I Lost Money in the Stock Market. Is my Financial Advisor to Blame?

I finished my undergraduate degree and started working in the financial services industry in 2004. I found many people I spoke with were hesitant to engage in financial planning or investing. This was only a few short years after the Tech Bubble burst, and many people were still leery about putting money back in the stock market. Others were downright hostile towards my industry. In 2008, when the Financial Crisis again hit investors hard, I again dealt with client anger and complaints regularly as a compliance supervisor for the brokerage firm. After I left my financial advisor role former clients would call me asking if I could take their accounts back because, “I was making more money when you were taking care of it.”

I understand where clients are coming from. Clients work hard and make sacrifices to save and invest. When clients first meet with a financial professional, they often make significant and difficult changes in their spending habits in order to systematically save and build a nest egg or reach a savings goal. Financial markets are complex. It is often difficult to know if the investments they made with a financial advisor are losing value because of bad advice, or if there was simply nothing that could be done. When markets are doing well, it is easy to praise the advisor. When they do poorly, it is also easy to blame that same advisor.
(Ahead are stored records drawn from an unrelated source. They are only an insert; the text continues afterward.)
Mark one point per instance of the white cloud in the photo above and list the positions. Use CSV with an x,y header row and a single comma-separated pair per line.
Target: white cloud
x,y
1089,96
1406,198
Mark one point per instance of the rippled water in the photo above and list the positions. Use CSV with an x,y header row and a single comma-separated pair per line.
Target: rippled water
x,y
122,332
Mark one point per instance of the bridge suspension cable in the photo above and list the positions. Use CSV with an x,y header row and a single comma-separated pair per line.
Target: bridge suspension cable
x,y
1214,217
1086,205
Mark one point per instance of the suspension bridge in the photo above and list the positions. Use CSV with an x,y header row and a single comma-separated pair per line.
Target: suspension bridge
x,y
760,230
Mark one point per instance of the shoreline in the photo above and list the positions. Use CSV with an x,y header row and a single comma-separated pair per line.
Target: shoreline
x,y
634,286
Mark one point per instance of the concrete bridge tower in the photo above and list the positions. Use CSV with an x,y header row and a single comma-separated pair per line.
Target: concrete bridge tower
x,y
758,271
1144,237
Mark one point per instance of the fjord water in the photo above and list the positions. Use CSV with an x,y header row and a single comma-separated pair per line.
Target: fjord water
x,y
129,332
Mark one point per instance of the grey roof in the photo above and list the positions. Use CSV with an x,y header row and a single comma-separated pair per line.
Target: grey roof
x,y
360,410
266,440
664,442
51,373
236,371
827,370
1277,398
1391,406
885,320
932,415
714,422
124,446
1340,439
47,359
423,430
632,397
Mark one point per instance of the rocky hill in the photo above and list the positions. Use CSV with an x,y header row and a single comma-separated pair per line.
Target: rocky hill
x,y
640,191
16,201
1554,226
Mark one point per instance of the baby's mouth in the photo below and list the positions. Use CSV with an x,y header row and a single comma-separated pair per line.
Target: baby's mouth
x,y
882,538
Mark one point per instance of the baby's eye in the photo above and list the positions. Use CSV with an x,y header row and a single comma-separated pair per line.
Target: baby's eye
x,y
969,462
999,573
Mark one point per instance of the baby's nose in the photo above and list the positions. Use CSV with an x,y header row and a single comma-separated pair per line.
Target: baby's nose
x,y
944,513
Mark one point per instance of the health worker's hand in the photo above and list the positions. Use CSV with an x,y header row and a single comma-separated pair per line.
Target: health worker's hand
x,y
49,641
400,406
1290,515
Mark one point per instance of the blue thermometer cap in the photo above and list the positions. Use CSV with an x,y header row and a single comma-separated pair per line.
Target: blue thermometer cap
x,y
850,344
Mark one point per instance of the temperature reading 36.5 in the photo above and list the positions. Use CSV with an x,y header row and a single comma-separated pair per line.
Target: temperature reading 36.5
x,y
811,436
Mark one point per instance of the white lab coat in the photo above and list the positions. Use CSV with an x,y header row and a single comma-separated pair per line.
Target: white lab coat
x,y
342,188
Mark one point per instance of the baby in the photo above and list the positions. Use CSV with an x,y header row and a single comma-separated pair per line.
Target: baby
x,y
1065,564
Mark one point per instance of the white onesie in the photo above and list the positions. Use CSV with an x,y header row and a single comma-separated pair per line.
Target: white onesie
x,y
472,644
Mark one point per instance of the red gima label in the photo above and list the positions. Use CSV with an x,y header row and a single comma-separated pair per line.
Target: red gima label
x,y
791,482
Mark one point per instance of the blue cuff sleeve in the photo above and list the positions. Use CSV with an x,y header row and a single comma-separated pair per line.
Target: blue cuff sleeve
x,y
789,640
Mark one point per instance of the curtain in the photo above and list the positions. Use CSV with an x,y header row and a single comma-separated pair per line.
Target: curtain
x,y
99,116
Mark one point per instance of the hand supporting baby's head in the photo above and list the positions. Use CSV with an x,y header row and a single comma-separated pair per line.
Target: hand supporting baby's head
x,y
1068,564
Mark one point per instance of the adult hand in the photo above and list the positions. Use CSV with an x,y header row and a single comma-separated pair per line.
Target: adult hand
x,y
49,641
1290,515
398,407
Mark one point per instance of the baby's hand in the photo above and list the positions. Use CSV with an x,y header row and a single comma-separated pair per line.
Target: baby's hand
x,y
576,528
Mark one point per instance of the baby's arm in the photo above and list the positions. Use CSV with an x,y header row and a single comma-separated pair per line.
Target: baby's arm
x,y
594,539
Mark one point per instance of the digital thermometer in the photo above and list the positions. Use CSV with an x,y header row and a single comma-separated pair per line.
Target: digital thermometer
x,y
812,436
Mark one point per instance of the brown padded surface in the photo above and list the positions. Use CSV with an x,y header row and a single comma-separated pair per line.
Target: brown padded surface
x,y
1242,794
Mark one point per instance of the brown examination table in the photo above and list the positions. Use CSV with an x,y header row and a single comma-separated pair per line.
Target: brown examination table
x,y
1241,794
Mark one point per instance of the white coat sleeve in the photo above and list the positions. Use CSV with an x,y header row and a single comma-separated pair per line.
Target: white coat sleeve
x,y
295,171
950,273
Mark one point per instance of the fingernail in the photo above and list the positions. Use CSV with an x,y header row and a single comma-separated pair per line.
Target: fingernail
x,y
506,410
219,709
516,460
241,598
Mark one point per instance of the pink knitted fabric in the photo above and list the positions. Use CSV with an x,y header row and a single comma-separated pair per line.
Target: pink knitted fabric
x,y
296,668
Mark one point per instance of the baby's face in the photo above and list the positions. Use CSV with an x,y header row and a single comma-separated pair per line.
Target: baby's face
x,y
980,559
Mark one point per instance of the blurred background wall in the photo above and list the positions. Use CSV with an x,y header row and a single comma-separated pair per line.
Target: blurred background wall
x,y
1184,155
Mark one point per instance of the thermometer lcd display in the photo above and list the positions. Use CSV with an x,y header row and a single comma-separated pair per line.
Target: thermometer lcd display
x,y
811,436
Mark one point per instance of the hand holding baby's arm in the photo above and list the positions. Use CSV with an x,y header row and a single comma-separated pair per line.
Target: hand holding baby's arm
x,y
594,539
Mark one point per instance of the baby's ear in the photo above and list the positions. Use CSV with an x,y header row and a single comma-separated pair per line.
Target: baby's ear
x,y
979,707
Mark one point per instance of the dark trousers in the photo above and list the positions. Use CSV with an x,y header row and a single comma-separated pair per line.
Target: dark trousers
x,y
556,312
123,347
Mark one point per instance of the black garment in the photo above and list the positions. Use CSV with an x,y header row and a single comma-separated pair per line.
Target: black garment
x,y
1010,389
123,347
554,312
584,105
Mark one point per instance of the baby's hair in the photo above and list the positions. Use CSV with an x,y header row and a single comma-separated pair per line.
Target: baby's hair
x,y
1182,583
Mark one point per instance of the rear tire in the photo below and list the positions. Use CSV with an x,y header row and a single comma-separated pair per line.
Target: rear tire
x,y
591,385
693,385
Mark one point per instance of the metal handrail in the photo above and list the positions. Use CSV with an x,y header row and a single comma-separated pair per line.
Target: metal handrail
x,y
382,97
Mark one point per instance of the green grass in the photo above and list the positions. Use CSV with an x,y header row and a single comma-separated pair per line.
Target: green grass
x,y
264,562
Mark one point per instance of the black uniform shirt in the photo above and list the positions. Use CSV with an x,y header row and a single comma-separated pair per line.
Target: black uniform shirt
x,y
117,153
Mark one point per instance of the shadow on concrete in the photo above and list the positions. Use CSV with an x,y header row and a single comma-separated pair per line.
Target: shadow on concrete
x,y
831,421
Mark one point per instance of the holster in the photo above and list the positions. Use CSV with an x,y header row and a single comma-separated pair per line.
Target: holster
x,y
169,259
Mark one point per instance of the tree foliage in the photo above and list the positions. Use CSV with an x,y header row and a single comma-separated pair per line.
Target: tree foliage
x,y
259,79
The difficult question for investors is this; does my advisor deserve the praise OR the blame for my investments?

The answer is not straight forward. Generally, when the markets are doing well, investors (and by extension the financial professionals who advise them) do well. When the markets are not doing well, investors also do not do well. This concept is not a difficult one to understand. The difficulties come in gauging an investor’s EXPOSURE to certain markets. Financial regulations require that financial professionals making investment recommendations to investors take certain factors into account. Age, Income, Investable Assets, Net Worth, Investment Experience, and Tolerance for Risk are just some of those factors. Financial professionals and advisors must make recommendations which fit the investor’s profile. If a high risk, relatively young, and experienced investor looses twenty percent in a bad market downturn, that is to be expected. If retiree on a fixed income with limited assets, limited investment experience, and very risk adverse looses twenty percent, there is likely a problem with the advice the advisor gave that investor.

The above examples give two extremes, but in reality, there are a range of investors in between. So how can you know if you received bad advice?

  1. First, did the financial advisor take the time to understand you, your financial situation, and what you were trying to accomplish, or did he or she simply present you a product or service without much discussion? An advisor should understand your financial situation and goals before making any recommendations.

  2. Did the financial advisor take the time to discuss your options and review how the products and services he or she was offering worked? An advisor should make sure you understand what your options are before making recommendations.

  3. Did you understand the products and services the financial advisor was recommending? If not, did you ask questions which the advisor either addressed inadequately, or not at all? An advisor should always take the time to address any questions you have.

  4. Advisors are not mind readers. If the advisor has explained the products and services, and you state you understand when you did not, it will be difficult to say the advisor made a bad recommendation later.

  5. Did you express concerns, and the advisor did not address them or down play them? An advisor should always take your concerns seriously when making recommendations on your money.

  6. Did you know about the investments your advisor was making for you? If your advisor is making investment decisions for you without you having to pre-approve them, then the advisor has discretion over your investment account. Discretion requires a written contract between you and your financial advisor or financial services firm.

In summary, simply losing money in the stock market does not mean your advisor is to blame for your market losses. The real question is not whether you lost money; but rather, whether the advisor recommended the appropriate investments and market exposure for your specific investor profile.

The information contained in this blog is general in nature and should not be viewed, and is not intended by the author to be viewed, as legal advice. For specific legal advice, please discuss your situation with a qualified attorney.